Le aziende hanno avuto una sovrabbondanza di lavoratori, poiché il mercato era saturo. Questo ha permesso loro di abbassare il livello medio degli stipendi e produrre di più, il tutto con spese complessivamente inferiori. Ma per leggere questa situazione nella sua completezza è necessario anche guardare al rovescio della medaglia.

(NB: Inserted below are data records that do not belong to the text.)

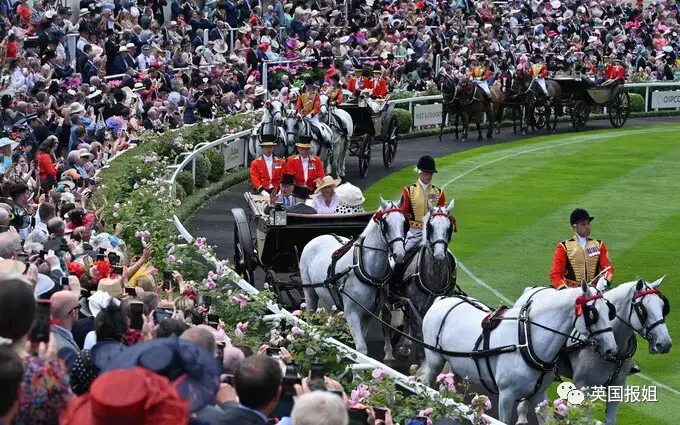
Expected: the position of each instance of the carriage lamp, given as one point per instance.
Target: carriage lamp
(278, 215)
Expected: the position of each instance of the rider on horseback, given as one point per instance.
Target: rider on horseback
(480, 74)
(416, 197)
(539, 71)
(309, 104)
(582, 258)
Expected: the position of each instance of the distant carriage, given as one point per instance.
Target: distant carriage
(578, 97)
(370, 125)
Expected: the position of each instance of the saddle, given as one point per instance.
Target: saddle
(493, 319)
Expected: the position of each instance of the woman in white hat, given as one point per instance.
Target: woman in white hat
(327, 201)
(351, 199)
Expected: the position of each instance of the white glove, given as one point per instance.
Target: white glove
(602, 284)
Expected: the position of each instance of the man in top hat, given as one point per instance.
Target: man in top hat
(306, 169)
(335, 95)
(416, 198)
(266, 172)
(285, 194)
(580, 258)
(480, 73)
(539, 71)
(380, 85)
(309, 105)
(615, 71)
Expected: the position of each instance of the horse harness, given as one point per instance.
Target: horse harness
(357, 264)
(641, 312)
(526, 349)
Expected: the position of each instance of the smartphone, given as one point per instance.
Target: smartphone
(318, 371)
(162, 314)
(291, 379)
(23, 257)
(358, 416)
(213, 320)
(113, 258)
(136, 313)
(380, 413)
(42, 322)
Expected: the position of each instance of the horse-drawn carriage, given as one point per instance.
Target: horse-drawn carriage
(276, 246)
(371, 124)
(578, 97)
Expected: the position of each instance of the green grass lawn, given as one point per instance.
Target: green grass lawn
(512, 207)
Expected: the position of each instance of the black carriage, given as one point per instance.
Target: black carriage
(369, 126)
(262, 242)
(580, 95)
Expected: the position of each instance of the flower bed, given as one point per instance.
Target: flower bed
(137, 196)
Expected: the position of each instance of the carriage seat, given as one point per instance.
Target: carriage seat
(492, 320)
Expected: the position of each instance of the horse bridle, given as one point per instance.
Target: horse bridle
(379, 217)
(440, 213)
(591, 315)
(641, 312)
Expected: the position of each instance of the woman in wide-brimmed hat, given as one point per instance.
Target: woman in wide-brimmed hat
(327, 202)
(351, 199)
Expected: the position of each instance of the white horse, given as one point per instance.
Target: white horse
(527, 340)
(640, 308)
(272, 123)
(340, 122)
(427, 275)
(361, 271)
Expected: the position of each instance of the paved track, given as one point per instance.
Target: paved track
(214, 220)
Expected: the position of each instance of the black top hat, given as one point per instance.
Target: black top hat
(426, 164)
(579, 214)
(301, 192)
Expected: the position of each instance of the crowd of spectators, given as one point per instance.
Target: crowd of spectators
(68, 107)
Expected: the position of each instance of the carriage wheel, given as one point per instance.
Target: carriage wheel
(243, 264)
(619, 109)
(539, 110)
(579, 115)
(390, 143)
(364, 155)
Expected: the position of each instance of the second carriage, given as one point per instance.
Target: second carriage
(579, 95)
(372, 122)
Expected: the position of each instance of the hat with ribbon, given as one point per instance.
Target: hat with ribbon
(147, 398)
(189, 366)
(579, 214)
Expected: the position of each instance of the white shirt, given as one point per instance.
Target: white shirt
(305, 166)
(582, 241)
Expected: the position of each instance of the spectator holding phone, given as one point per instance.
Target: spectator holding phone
(45, 381)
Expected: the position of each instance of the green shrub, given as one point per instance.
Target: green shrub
(637, 103)
(186, 180)
(404, 121)
(216, 164)
(202, 171)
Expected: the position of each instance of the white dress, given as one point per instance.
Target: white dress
(321, 207)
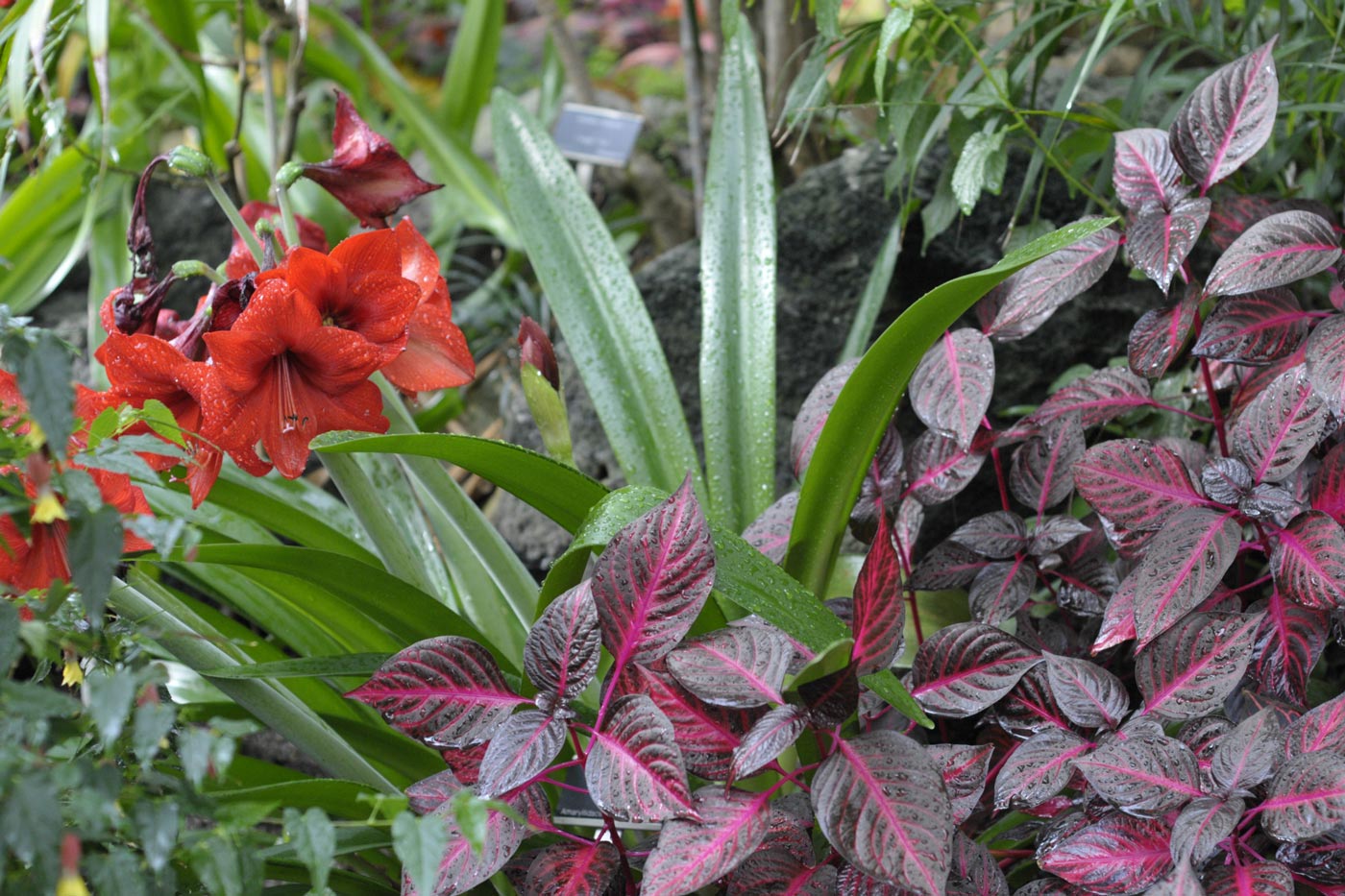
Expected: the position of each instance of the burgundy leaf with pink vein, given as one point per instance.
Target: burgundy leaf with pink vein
(966, 667)
(739, 666)
(1274, 252)
(1280, 426)
(1308, 561)
(1026, 301)
(950, 389)
(561, 651)
(1181, 568)
(692, 853)
(1159, 336)
(652, 580)
(1307, 798)
(1118, 855)
(1255, 328)
(1145, 171)
(1190, 668)
(1159, 238)
(880, 802)
(1227, 118)
(878, 607)
(634, 768)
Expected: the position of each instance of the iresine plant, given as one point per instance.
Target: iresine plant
(1132, 705)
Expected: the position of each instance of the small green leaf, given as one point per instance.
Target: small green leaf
(420, 842)
(157, 824)
(315, 842)
(9, 635)
(148, 727)
(46, 379)
(894, 24)
(110, 701)
(968, 178)
(94, 547)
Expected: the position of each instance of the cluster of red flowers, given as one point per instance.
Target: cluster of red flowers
(271, 358)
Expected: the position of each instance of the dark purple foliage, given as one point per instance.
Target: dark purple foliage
(1129, 708)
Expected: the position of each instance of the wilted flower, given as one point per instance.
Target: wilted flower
(366, 174)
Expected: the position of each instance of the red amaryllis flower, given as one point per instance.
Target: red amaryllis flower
(40, 559)
(365, 173)
(144, 368)
(436, 354)
(358, 287)
(241, 262)
(281, 376)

Se da un lato si sono agevolate le assunzioni, infatti, dall’altro si è visto un incremento dei licenziamenti e un crescendo della domanda di lavoro. Nonostante fossero fissati su un livello già minimo, i salari continuavano a diminuire di anno in anno, permettendo alle aziende di ottenere opportunità lavorative a basso costo, assumendo dipendenti sottopagati. Le aziende hanno privilegiato la quantità di lavoro a discapito della qualità. Il basso costo a discapito degli investimenti in ricerca e sviluppo, portando ad una riduzione del tasso di crescita della produttività.

- Welfare state

L’Italia, rispetto al resto per paesi della zona Europea, è arrivata tardi a porsi il problema dello Stato Sociale (Welfare State). Per Welfare state si intende uno Stato in grado di garantire “assistenza sanitaria, pubblica istruzione, indennità di disoccupazione, sussidi familiari e previdenza sociale.” Questo portò ad una condizione precaria nel nostro paese: l’assistenza sanitaria era ridotta al minimo e la pubblica istruzione allo sbando.

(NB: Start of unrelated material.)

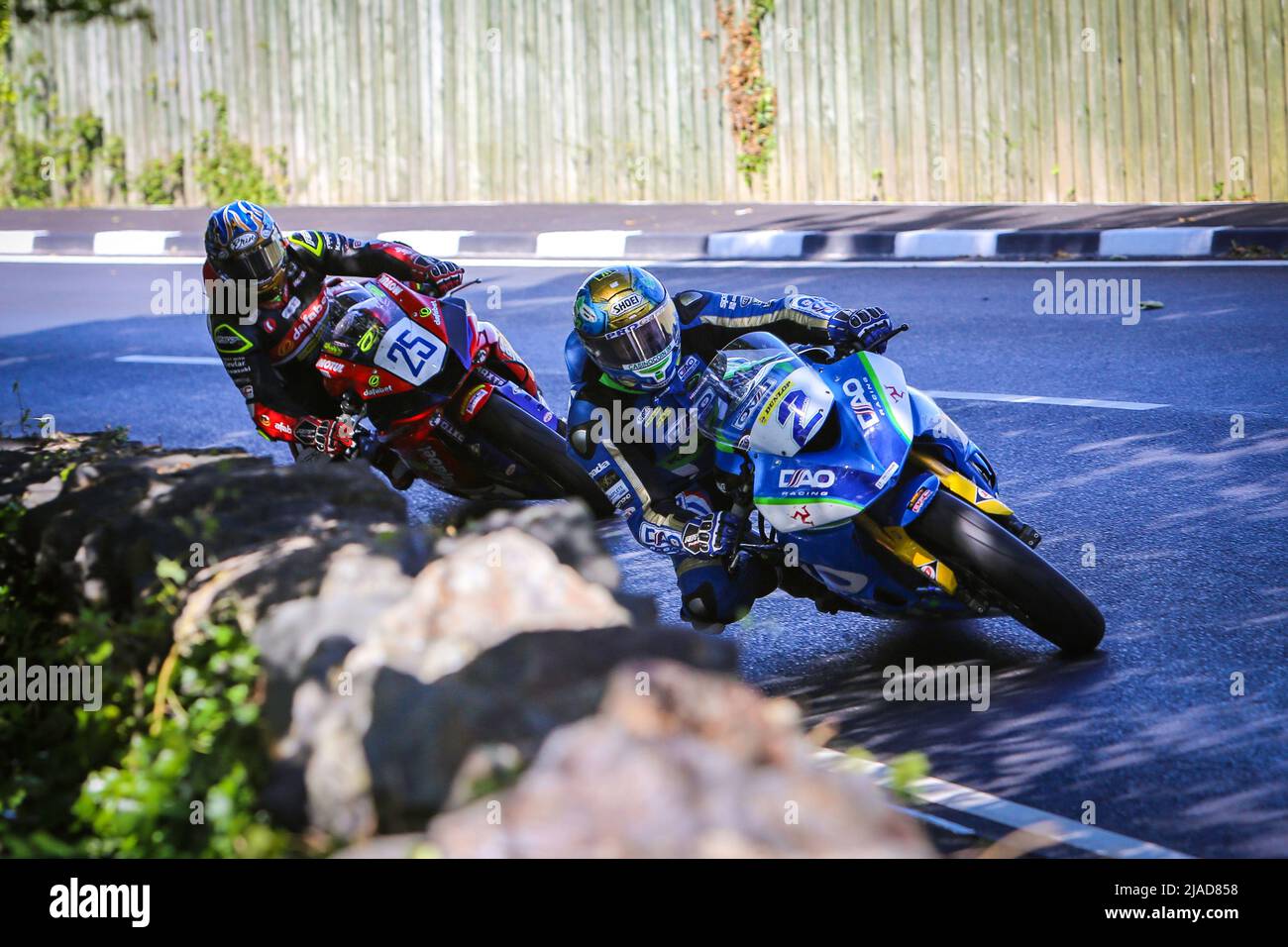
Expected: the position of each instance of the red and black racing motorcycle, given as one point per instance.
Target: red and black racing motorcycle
(447, 394)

L’arrivo tardivo di misure specifiche inerenti al benessere dei cittadini ha comportato un progressivo peggioramento della situazione generale ed un crescente disavanzo tra classi sociali. I primi tentativi operati in questo senso hanno condotto ad un generale squilibrio, poiché sono stati esclusi due elementi fondamentali: donne e giovani. L’incapacità di avere uno stato sociale in grado di includere tutti ha portato ad una bassa partecipazione di queste due categorie di persone, generando così meno reddito e meno fondi per lo Stato.

Attualmente di sta cercando di eliminare questa discriminazione sulla scia degli stati sociali più evoluti al mondo, quelli dei paesi del nord Europa (Finlandia, Svezia, Norvegia).

Anche se la strada è ancora lunga, la speranza è l’ultima a morire.